It is unsafe to make assumptions about airbag sensors.
My understanding is that early model 100s had mechanical sensors (consisting of moving and stationary contact points) while newer models had the electrical (deceleration sensor) type that you presumably are referring to.
Yes, removing a crumple zone (taking off the bumper assembly and putting on a non-airbag compatible bar) will not stop your airbags working. It will however, eliminate the crumple zone that absorbs a lot of force in low speed crashes that decreases the rate of deceleration of itself. Hence reducing the rate of deceleration in a vehicle with a crumple zone -> avoids some airbag activations (well designed bars have crumple zones and usually spring steel absorption design that "bounces back"), but in a vehicle without a crumple zone no absoption -> higher decel -> lotsa $$$ in new airbag(s). It makes properly designed bars seem cheap (and they well have avoided all cost from the impact at all - except for the life of the kangaroo, deer or repairs to the Prius).
Here in Aus technically you are meant to replace factory bars with bars tested with airbags including low speed tests that do not trigger the airbags.
Cheers,
Andrew.
Agree. You are not removing a moderate or high speed crumple zone by removing the tupperware and the styrofoam support underneath it. You are removing the low-speed plastic designed for deflection in parking lots, etc, to keep insurance replacement costs low compared to the old-school steel bumpers that used to come on cars and trucks. However, I have NEVER heard of a "premature" airbag deployment that may have been contributed to by a non "airbag compliant" steel bumper. It's possible, but I've never read about one instance of this on a UZJ100. By having "crumple zones" in a steel bumper, all you're doing is making the bumper somewhat sacrificial to the frame and sheet metal. I have personally had an automobile accident, LOW SPEED, with an ARB Sahara on a 1999 4Runner. The sahara was toast. The ranger I hit pushed the bed into the cab by about 1-2 inches and the back window was shattered. This was from a 15-MPH impact at most. Air bags did not deploy. However the $1500 bumper was toast. The impact was with the sheet metal bed of the Ford Ranger, and was mostly spread across the face of the Sahara. I would say that the Sahara's performance in that instance was unacceptable, mostly due to deflection outward of the frame rails, which was due to the fact that it does not have a substantial hoop system.
By replacing the plastic facia with a steel bumper, what you do is then provide a piece of hardware that simply spreads the load across BOTH frame rails. With the OEM design, if you get an offset hit, it will crush one frame rail and not spread the load to the other rail. With an offroad steel bumper, now you have something that will spread that load, and essentially it will increase the effective strength of the crumple zone for an offset hit, but it will be exactly the same for a head-on hit. You do not impact the overall safety by adding a bumper. You most-likely improve it because the loads can be more distributed in an offset impact, reducing the likelyhood of passenger compartment intrusion by the front wheel on the side that's hit.

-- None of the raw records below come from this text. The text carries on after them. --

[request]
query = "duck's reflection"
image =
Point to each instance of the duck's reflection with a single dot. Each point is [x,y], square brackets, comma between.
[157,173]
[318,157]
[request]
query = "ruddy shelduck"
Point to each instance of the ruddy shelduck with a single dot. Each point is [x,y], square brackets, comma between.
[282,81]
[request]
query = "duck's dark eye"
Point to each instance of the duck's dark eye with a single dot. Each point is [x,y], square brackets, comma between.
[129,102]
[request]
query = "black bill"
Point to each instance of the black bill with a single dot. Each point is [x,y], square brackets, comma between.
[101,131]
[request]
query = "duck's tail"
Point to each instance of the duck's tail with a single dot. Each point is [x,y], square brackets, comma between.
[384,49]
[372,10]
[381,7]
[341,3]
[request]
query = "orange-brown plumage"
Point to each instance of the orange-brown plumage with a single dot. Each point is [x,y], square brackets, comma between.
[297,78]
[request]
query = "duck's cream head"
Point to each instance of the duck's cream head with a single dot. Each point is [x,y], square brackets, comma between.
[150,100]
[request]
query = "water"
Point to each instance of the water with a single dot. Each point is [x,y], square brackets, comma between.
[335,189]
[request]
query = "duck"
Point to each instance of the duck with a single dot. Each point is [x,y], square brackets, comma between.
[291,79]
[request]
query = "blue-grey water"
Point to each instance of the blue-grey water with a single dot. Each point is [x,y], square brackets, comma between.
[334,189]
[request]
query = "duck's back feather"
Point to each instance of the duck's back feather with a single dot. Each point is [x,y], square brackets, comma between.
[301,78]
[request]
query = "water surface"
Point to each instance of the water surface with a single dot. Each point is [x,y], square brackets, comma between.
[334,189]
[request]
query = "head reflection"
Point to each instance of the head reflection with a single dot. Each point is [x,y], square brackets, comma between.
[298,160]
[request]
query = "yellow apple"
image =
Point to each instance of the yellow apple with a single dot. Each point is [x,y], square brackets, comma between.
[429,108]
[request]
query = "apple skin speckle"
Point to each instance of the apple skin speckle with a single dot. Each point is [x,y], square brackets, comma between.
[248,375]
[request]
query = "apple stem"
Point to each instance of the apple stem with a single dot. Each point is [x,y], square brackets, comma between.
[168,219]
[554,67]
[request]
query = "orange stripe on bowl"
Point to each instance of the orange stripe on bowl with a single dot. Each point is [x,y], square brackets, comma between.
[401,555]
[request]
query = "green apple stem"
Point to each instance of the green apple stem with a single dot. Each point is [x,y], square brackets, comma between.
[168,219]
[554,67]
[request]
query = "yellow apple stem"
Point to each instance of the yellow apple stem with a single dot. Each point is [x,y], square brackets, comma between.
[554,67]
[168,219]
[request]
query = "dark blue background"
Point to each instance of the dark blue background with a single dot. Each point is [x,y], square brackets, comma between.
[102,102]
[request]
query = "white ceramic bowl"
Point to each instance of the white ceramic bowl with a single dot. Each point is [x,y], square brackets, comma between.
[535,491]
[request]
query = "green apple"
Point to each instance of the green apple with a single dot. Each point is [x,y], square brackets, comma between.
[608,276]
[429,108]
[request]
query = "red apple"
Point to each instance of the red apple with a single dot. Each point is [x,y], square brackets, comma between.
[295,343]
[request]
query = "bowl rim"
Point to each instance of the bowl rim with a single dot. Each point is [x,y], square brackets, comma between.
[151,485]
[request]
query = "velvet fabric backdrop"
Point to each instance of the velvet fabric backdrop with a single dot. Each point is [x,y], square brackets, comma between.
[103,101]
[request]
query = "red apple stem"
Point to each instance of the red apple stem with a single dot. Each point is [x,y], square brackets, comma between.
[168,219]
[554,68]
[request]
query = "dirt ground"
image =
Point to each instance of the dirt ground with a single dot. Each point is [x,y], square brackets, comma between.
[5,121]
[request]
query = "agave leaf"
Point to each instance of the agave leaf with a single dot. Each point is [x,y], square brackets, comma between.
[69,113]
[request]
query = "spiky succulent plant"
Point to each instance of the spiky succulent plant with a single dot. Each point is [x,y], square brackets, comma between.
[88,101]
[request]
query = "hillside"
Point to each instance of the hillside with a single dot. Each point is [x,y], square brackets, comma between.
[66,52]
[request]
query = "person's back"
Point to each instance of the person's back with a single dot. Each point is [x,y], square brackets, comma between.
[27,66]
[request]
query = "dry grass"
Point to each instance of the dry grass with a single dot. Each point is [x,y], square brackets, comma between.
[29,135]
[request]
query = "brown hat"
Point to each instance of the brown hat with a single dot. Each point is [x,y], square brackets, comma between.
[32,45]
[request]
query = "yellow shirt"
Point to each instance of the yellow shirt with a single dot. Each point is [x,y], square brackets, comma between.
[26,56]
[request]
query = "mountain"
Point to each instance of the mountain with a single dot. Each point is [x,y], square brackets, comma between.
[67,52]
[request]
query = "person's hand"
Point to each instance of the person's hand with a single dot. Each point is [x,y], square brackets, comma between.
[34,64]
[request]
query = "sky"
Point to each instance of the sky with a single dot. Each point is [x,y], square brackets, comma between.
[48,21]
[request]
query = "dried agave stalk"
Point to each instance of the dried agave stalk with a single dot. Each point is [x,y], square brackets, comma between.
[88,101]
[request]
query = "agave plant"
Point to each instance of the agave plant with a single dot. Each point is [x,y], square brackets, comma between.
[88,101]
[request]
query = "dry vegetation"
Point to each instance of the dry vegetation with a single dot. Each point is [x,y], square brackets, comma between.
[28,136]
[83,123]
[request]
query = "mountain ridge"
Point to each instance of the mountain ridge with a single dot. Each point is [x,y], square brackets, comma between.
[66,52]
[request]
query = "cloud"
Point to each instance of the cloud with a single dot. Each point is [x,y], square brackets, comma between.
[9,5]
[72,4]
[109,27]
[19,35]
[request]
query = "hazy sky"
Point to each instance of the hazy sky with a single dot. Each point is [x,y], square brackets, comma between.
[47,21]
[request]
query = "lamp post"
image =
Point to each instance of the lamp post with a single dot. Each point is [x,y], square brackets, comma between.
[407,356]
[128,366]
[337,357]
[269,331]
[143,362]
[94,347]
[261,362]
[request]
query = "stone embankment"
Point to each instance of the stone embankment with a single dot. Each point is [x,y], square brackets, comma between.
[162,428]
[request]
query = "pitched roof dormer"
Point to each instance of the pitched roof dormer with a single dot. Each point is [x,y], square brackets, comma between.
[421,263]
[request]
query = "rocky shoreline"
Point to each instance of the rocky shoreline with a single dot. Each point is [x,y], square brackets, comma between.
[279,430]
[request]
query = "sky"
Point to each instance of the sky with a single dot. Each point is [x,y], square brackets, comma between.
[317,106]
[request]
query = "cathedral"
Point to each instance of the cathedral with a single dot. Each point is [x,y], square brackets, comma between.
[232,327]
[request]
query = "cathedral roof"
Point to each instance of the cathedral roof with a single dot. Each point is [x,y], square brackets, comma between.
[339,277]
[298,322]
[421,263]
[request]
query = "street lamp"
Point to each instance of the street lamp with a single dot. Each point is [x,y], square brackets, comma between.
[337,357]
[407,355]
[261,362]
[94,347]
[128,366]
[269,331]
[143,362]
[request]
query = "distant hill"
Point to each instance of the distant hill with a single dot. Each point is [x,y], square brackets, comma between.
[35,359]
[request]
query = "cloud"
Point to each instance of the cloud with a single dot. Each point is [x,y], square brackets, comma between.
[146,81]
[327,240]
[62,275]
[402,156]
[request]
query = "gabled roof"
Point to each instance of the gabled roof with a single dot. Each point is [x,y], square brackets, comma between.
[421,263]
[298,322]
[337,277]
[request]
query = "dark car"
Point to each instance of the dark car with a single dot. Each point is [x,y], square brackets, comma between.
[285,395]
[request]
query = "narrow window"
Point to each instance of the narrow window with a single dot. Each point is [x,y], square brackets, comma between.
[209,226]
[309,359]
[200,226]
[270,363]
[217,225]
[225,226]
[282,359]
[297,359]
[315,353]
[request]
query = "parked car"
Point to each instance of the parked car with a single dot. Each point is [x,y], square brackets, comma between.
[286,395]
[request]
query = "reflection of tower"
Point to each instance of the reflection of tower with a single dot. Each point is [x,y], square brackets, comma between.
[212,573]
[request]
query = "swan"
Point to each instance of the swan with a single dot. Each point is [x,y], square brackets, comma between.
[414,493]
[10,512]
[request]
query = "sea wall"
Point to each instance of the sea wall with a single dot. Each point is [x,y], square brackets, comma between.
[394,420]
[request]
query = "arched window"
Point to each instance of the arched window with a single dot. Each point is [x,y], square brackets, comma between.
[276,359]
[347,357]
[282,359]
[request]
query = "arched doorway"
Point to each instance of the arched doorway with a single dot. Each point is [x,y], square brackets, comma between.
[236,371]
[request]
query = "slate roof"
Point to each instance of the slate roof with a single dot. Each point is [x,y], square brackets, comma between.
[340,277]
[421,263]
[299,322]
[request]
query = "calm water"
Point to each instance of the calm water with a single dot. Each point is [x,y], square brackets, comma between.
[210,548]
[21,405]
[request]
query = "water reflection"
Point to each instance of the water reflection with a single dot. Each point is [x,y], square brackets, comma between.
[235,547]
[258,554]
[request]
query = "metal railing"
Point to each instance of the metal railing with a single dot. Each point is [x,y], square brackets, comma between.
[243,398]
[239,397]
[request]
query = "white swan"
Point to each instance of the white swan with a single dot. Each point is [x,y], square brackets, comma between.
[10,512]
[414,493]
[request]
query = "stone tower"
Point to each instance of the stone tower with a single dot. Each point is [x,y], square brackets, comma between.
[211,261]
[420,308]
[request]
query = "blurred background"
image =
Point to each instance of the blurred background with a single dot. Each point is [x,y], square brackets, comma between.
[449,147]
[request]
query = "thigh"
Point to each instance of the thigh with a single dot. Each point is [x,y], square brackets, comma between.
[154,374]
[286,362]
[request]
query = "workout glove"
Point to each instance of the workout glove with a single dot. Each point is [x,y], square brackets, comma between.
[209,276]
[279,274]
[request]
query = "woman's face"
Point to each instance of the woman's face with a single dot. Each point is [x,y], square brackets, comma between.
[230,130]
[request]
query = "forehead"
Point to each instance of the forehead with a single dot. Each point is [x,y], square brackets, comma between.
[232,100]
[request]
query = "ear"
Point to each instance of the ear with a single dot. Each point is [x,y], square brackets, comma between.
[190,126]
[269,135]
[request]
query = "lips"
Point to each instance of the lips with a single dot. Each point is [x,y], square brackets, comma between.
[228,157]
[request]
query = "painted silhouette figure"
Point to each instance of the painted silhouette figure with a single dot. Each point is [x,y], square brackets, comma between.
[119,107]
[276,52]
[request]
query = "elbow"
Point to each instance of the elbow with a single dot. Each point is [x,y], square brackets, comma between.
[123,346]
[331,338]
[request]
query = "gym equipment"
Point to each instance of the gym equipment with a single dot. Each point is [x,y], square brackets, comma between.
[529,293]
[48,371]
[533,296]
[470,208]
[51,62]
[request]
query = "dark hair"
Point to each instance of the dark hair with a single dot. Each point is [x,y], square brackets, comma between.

http://rightcar.govt.nz/ancap-test-result.html?q=151
2004 Land Cruiser
... Frontal offset crash test
Body region scores out of 4 points each: Head/neck 4pts, chest 2.9pts, upper legs 2pts, lower legs zero pts. The passenger compartment held its shape well, except for the footwell . The road wheel moved rearwards substantially and intruded into the driver's footwell, which ruptured. ...
The UZJ100 does very well in crash tests EXCEPT for the front wheels encroaching into the passenger compartment.
Using a steel bumper to help spread any impact loads directly into the frame rail will help to prevent loading to the front wheel assemblies. Doing so will help to prevent rearward intrusion into the passenger compartment, which will dramatically improve the passenger sustainability, in my opinion.
Sometimes crumple zones work (full frontal impact) and sometimes they can contribute to your injuries (offset impact).